GRAFTON, Vt. – The Women’s Community Club of Grafton will celebrate 100 years of community, philanthropy, and higher education at a Centennial Gala Aug. 18 with all the fixings. Judy Rowley, the club’s historian, eager to present a little history about the club, was puzzled that the Grafton Historical Society didn’t have any records or old photos on the club.
After hours and days of searching throughout the entire Grafton Historical Museum and insisting that “something” must exist, she and the Grafton Historical Society administrator, Maureen Fisher Fletcher, discovered a box that apparently had never been opened. The society was organized in 1962 so it could be a lost cause, but they hit pay dirt. The original minutes from 1918-1928 were found in the box. Not only that, but the original will from 1938 by Susan Daniels that left money to the club to focus on education and other beautification and maintenance projects was inside along with other historical gems.
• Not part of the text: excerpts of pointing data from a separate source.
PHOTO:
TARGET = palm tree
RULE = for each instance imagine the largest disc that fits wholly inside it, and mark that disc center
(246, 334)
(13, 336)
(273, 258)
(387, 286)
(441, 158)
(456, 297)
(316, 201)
Rowley was thrilled about the discovery and vows to store the historical documents in a very safe and prominent place in the museum. She now has the records she needs to bring the 100-year history of the club to light.
Looking back over the years, through wars, a depression, and times of recession and prosperity, the women of the WCC have helped make Grafton a better place to live. As described in the minutes of Feb. 8, 1918, it all started on that date when 75 women gathered in the Baptist Vestry to organize the Ladies Knitting Club, which raised money, knitted clothing, and gave aid and support to American soldiers during World War I. The idea for such an effort became the “seed” for the Women’s Community Club that exists today.
After the war, and with a name change, the club turned its attention to efforts within the community. The scholarship program was launched thanks to Susan Daniels’ will. She was also the club’s first lifetime member. The gift was earmarked to promote higher education, maintain the Village Park, and tune the pianos in the Town Hall, Chapel, and Village School. Barbara Fisher Rogers received the first scholarship of $100 in 1966-67.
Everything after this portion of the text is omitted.